The sharp, sickening scent of vomit and coppery tang of blood hit my nose. Beyond that I could smell the sweat from my body, and the dirt that clung to the couch. God, there were so many smells. The biters would come. They’d come for me; they’d come for us all.

My panic rose, and the room began to spin just as the man appeared above me, holding a thick green blanket. I stared at him, then at the blanket, suddenly desperate for it. A full-bodied shiver passed through my body, making me ache for that blanket, making me ache for my home. Not my cave, but my home. My real home.

The man dropped the blanket on top of me and disappeared again.

Thankful he was gone, I closed my eyes and reveled in the feel of the blanket covering me, warming me. Cold and in pain, I desperately wanted to sleep. I blinked, my eyes so heavy they closed of their own volition. I tried to keep them open because I didn’t trust this man; I couldn’t trust this man. After all, he was one of them.

But he’d saved me from being found in that field. He’d cleaned my wound, and now he was hiding me here. Maybe I could trust him. Maybe I could close my eyes, just for a little while.

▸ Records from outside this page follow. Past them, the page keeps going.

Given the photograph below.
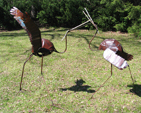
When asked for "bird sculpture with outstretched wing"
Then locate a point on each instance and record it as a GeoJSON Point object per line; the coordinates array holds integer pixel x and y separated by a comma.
{"type": "Point", "coordinates": [40, 47]}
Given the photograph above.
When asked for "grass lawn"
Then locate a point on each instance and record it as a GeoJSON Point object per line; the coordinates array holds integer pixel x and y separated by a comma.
{"type": "Point", "coordinates": [70, 78]}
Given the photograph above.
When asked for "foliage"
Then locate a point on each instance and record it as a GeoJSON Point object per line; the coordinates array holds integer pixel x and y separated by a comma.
{"type": "Point", "coordinates": [60, 93]}
{"type": "Point", "coordinates": [115, 15]}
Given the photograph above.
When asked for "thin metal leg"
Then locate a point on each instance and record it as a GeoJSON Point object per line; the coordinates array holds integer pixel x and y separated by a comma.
{"type": "Point", "coordinates": [131, 75]}
{"type": "Point", "coordinates": [42, 66]}
{"type": "Point", "coordinates": [102, 84]}
{"type": "Point", "coordinates": [23, 71]}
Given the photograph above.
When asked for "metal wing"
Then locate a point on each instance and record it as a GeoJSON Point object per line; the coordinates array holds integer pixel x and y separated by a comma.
{"type": "Point", "coordinates": [28, 24]}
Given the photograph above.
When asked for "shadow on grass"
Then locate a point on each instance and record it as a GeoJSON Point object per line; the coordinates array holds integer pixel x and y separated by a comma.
{"type": "Point", "coordinates": [136, 89]}
{"type": "Point", "coordinates": [79, 87]}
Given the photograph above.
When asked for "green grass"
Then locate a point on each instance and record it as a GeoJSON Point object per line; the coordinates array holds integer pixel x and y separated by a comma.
{"type": "Point", "coordinates": [59, 93]}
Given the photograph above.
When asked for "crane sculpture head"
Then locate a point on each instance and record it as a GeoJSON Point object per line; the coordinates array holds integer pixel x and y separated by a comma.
{"type": "Point", "coordinates": [40, 47]}
{"type": "Point", "coordinates": [113, 53]}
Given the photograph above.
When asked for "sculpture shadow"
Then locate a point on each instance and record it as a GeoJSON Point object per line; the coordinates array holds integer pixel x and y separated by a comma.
{"type": "Point", "coordinates": [79, 87]}
{"type": "Point", "coordinates": [136, 89]}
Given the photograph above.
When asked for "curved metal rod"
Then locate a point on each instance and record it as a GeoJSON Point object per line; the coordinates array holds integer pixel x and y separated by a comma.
{"type": "Point", "coordinates": [23, 70]}
{"type": "Point", "coordinates": [65, 43]}
{"type": "Point", "coordinates": [131, 75]}
{"type": "Point", "coordinates": [89, 17]}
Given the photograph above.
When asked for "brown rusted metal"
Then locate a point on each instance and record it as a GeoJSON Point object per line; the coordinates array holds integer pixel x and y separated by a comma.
{"type": "Point", "coordinates": [40, 47]}
{"type": "Point", "coordinates": [23, 70]}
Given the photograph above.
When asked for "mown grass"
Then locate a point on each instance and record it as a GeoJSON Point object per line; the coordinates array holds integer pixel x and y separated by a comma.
{"type": "Point", "coordinates": [61, 93]}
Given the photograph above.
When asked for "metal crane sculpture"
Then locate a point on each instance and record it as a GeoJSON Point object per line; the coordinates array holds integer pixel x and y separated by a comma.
{"type": "Point", "coordinates": [40, 47]}
{"type": "Point", "coordinates": [113, 53]}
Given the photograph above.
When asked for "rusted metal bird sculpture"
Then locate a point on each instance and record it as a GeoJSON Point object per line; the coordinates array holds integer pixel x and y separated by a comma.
{"type": "Point", "coordinates": [40, 47]}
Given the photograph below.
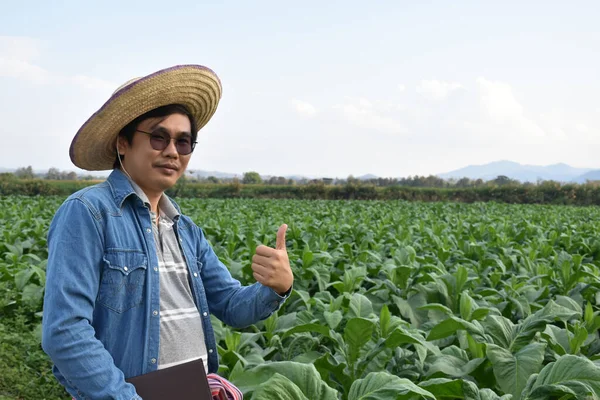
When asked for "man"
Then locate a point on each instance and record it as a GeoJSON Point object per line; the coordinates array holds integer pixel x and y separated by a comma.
{"type": "Point", "coordinates": [131, 282]}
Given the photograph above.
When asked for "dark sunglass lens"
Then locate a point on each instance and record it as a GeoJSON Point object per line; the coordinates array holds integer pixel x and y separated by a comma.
{"type": "Point", "coordinates": [184, 146]}
{"type": "Point", "coordinates": [158, 141]}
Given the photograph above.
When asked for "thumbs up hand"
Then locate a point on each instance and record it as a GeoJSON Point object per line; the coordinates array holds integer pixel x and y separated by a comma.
{"type": "Point", "coordinates": [271, 267]}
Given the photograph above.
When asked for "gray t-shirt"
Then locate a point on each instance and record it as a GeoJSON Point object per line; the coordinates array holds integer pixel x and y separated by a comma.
{"type": "Point", "coordinates": [181, 332]}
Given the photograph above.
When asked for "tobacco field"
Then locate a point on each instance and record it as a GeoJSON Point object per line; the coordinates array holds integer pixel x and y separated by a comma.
{"type": "Point", "coordinates": [391, 300]}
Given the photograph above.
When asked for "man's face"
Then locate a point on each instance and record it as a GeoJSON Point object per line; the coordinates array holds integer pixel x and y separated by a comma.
{"type": "Point", "coordinates": [156, 170]}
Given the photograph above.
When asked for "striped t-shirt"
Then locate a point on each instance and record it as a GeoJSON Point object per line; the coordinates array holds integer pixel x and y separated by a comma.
{"type": "Point", "coordinates": [181, 332]}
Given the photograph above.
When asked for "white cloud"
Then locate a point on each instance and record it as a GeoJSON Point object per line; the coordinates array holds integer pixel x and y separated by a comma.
{"type": "Point", "coordinates": [20, 69]}
{"type": "Point", "coordinates": [437, 90]}
{"type": "Point", "coordinates": [17, 56]}
{"type": "Point", "coordinates": [583, 128]}
{"type": "Point", "coordinates": [90, 82]}
{"type": "Point", "coordinates": [502, 107]}
{"type": "Point", "coordinates": [368, 115]}
{"type": "Point", "coordinates": [18, 47]}
{"type": "Point", "coordinates": [303, 108]}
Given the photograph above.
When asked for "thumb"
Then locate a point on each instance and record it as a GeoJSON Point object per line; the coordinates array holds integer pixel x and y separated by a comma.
{"type": "Point", "coordinates": [280, 244]}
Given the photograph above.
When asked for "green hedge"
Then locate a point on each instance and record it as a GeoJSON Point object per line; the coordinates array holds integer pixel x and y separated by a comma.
{"type": "Point", "coordinates": [545, 193]}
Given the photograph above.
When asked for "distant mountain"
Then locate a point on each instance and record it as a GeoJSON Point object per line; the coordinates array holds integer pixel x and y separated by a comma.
{"type": "Point", "coordinates": [216, 174]}
{"type": "Point", "coordinates": [590, 176]}
{"type": "Point", "coordinates": [524, 173]}
{"type": "Point", "coordinates": [367, 177]}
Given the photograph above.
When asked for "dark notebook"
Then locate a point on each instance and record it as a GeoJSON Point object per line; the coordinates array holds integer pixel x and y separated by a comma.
{"type": "Point", "coordinates": [182, 382]}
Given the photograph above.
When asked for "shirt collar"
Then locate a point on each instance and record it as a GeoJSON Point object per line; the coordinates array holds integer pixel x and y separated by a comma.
{"type": "Point", "coordinates": [164, 204]}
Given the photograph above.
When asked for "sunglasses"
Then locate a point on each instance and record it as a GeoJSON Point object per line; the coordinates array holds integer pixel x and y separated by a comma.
{"type": "Point", "coordinates": [159, 140]}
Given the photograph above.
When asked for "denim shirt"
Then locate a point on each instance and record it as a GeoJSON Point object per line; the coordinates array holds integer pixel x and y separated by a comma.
{"type": "Point", "coordinates": [102, 304]}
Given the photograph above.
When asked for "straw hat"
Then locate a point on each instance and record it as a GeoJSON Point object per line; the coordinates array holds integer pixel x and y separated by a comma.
{"type": "Point", "coordinates": [193, 86]}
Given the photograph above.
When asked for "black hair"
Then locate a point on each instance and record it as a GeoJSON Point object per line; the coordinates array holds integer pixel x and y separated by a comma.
{"type": "Point", "coordinates": [129, 130]}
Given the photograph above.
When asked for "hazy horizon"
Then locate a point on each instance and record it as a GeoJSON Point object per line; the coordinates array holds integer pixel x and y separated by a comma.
{"type": "Point", "coordinates": [388, 89]}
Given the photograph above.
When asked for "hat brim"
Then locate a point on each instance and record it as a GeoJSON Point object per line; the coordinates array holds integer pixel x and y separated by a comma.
{"type": "Point", "coordinates": [194, 86]}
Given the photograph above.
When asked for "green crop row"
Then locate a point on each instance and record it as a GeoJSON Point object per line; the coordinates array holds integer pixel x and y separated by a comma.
{"type": "Point", "coordinates": [392, 299]}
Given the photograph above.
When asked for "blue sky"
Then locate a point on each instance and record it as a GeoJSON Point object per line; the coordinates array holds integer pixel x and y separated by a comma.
{"type": "Point", "coordinates": [334, 88]}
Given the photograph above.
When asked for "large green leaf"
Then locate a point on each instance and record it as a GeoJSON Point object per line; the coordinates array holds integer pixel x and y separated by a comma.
{"type": "Point", "coordinates": [278, 387]}
{"type": "Point", "coordinates": [443, 388]}
{"type": "Point", "coordinates": [453, 362]}
{"type": "Point", "coordinates": [357, 333]}
{"type": "Point", "coordinates": [385, 386]}
{"type": "Point", "coordinates": [568, 375]}
{"type": "Point", "coordinates": [360, 306]}
{"type": "Point", "coordinates": [449, 327]}
{"type": "Point", "coordinates": [304, 376]}
{"type": "Point", "coordinates": [513, 370]}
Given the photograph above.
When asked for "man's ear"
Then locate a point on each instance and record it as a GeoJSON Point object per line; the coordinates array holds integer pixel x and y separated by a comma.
{"type": "Point", "coordinates": [121, 145]}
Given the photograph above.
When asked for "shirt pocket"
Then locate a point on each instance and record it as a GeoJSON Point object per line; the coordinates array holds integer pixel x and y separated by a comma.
{"type": "Point", "coordinates": [123, 279]}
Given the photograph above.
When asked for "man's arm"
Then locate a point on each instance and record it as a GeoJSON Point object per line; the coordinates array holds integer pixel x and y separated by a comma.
{"type": "Point", "coordinates": [236, 305]}
{"type": "Point", "coordinates": [75, 248]}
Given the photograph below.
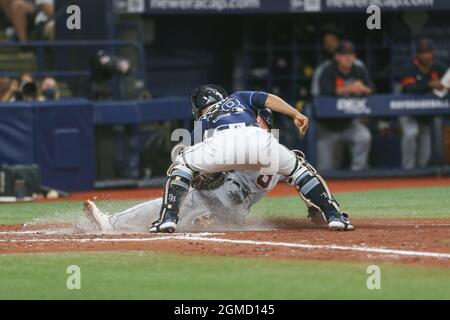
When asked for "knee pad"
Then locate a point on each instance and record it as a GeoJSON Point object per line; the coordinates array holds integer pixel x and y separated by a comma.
{"type": "Point", "coordinates": [177, 186]}
{"type": "Point", "coordinates": [311, 186]}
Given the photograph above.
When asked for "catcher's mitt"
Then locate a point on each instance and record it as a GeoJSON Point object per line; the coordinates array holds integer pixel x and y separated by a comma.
{"type": "Point", "coordinates": [208, 181]}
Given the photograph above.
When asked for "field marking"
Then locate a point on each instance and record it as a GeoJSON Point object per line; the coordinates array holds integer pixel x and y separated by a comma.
{"type": "Point", "coordinates": [205, 238]}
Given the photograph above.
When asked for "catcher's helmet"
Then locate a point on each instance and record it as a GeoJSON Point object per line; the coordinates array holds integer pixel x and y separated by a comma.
{"type": "Point", "coordinates": [204, 96]}
{"type": "Point", "coordinates": [267, 115]}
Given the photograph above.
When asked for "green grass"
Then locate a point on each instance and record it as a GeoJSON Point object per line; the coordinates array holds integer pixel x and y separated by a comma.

A loud knock echoed throughout the otherwise silent space, and I flinched, stopping short as pain ebbed across my midsection.

Cursing and loud footfalls followed the knock, and then metal clanging against metal and the squeal of a door.

“What the fuck do you want?”

“There’s been an incident.”

“Yeah? So what?”

“Liv told us ...,” another man said, then cleared his throat. “Liv said your help is required. And we need to search your house.”

The newcomers were afraid of him. Both voices had held a good amount of tremor and caution.

A long pause followed, and I swore I could hear the man’s breathing pick up speed, short staccato breaths that turned into long, purposefully drawn-out ones. Almost as if he was trying to calm himself.

“Not a chance in hell. You can all fuck off.”